Ze doet het expres. Ik zweer het, ik ga nog roze zien van al dat meidengedoe. Hoe dan ook, ik voel me een behoorlijk fucking watje momenteel.

Ik sta achter Camille Logan op de parfumerieafdeling van Harvey Nichols en kijk hoe de dame achter de toonbank haar het ene na het andere product laat uitproberen. Ze heeft overdadige, positieve meningen over elke kleur lippenstift die ze op Camilles lippen smeert.

Persoonlijk ben ik van mening dat haar lippen er zonder lippenstift het mooist uitzien, maar ik heb het idee dat mijn mening niet gewild of gewenst is. Ik besluit mijn ogen heel even dicht te doen wanneer Camille vooroverbuigt om in de spiegel weer een nieuwe kleur op haar lippen te bekijken. Dat doet ze ook expres. In mijn duisternis probeer ik mijn gedachten weer op een rijtje te krijgen. Ik dwing het beeld van haar strakke kont binnen grijpafstand naar de achtergrond en doe pas mijn ogen weer open wanneer ik er zeker van ben dat ik weer kalm ben.
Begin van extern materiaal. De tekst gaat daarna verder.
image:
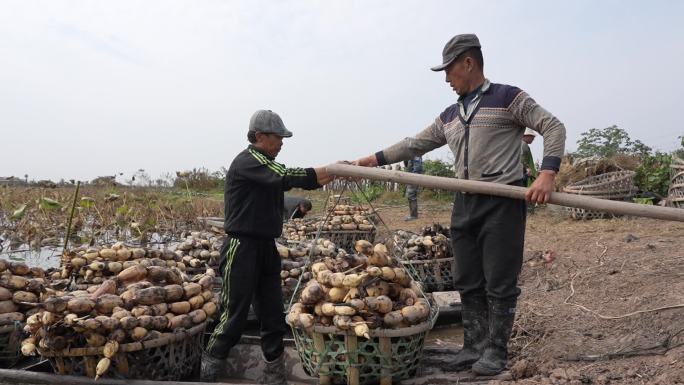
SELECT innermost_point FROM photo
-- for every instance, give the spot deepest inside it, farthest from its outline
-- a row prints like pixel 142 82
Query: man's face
pixel 458 75
pixel 269 143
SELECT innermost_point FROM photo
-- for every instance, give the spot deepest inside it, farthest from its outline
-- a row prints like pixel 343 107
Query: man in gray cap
pixel 483 130
pixel 250 263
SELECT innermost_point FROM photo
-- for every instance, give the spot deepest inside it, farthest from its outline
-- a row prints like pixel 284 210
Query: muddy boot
pixel 475 331
pixel 495 357
pixel 274 373
pixel 210 368
pixel 413 209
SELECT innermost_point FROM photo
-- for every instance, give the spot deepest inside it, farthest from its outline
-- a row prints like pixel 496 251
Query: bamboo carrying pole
pixel 472 186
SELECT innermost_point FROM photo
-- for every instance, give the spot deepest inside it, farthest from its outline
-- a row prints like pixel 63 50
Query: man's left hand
pixel 541 189
pixel 322 176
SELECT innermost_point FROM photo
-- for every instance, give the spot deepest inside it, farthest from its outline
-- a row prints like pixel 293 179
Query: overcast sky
pixel 91 88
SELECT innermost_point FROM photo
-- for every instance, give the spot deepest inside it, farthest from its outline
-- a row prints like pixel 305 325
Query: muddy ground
pixel 609 308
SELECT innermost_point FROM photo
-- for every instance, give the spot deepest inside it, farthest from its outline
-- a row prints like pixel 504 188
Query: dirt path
pixel 589 317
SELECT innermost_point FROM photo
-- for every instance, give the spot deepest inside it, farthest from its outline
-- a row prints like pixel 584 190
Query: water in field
pixel 47 252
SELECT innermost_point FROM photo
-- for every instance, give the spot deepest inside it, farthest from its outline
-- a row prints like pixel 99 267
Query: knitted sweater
pixel 485 138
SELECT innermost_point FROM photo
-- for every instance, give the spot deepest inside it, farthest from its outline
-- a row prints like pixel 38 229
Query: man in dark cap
pixel 250 263
pixel 483 130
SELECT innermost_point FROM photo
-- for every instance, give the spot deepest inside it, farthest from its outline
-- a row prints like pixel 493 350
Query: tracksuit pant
pixel 488 235
pixel 250 268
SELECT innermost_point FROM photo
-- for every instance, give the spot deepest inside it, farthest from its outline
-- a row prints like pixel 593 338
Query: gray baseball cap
pixel 456 46
pixel 268 122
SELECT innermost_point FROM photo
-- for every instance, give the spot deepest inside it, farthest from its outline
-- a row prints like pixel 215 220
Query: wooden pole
pixel 472 186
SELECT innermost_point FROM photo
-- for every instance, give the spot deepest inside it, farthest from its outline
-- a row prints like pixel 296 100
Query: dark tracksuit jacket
pixel 291 210
pixel 250 263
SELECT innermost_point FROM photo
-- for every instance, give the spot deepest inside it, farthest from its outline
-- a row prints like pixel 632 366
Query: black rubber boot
pixel 413 210
pixel 475 331
pixel 211 367
pixel 495 357
pixel 275 373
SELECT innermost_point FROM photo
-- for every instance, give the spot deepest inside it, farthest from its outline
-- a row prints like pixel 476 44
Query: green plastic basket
pixel 340 357
pixel 10 344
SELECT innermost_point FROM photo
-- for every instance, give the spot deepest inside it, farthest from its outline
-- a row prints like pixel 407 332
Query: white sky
pixel 91 88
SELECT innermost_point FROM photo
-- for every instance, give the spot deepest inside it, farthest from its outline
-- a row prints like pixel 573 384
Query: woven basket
pixel 675 195
pixel 168 358
pixel 617 185
pixel 433 274
pixel 339 357
pixel 611 185
pixel 10 344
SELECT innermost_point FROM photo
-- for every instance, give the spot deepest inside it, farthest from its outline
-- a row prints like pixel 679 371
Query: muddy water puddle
pixel 48 256
pixel 447 336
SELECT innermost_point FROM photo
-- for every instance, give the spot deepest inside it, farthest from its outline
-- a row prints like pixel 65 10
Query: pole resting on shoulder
pixel 502 190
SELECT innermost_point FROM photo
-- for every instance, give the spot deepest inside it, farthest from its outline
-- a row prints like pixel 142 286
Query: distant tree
pixel 608 142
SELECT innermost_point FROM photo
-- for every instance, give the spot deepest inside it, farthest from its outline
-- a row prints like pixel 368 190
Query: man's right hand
pixel 368 161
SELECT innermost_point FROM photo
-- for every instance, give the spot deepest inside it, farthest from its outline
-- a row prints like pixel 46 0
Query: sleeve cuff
pixel 380 156
pixel 551 163
pixel 312 178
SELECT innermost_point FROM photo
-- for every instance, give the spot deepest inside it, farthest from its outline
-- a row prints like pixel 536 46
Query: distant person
pixel 529 170
pixel 250 264
pixel 414 165
pixel 296 207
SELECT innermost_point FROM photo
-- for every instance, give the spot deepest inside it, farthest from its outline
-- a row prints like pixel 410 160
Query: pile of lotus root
pixel 360 292
pixel 144 300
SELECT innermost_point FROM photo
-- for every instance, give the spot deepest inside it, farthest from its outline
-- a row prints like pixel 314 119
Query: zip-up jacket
pixel 485 135
pixel 254 193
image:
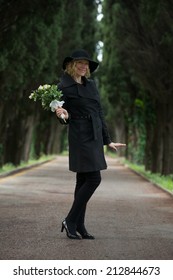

Ik had ze beter dicht kunnen houden want ze kijkt me aan in de reflectie van de spiegel. Plagend rolt ze haar lippen over elkaar, laat ze met een smak weer los en tuit ze. Mijn pik komt in beweging. Ik kuch en kijk snel weg. Dát deed ze zeker expres.

Maar ik doe niet mee aan die rare spelletjes van haar. Ik weet niet wat ze zich in godsnaam in haar hoofd haalde gisterochtend toen ze me zo besloop. Een verkeerde beweging van mij en ze had dood in mijn armen kunnen liggen. Toen ik haar vast had gepind op de vloer, zag ik niets van de angst die er wel had moeten zijn. Er was iets anders, en dat stond mij helemaal niet aan. Het was verleidelijk. Ergerlijk verleidelijk. Ik kon maar net voorkomen dat ik mijn lippen op de hare zou drukken.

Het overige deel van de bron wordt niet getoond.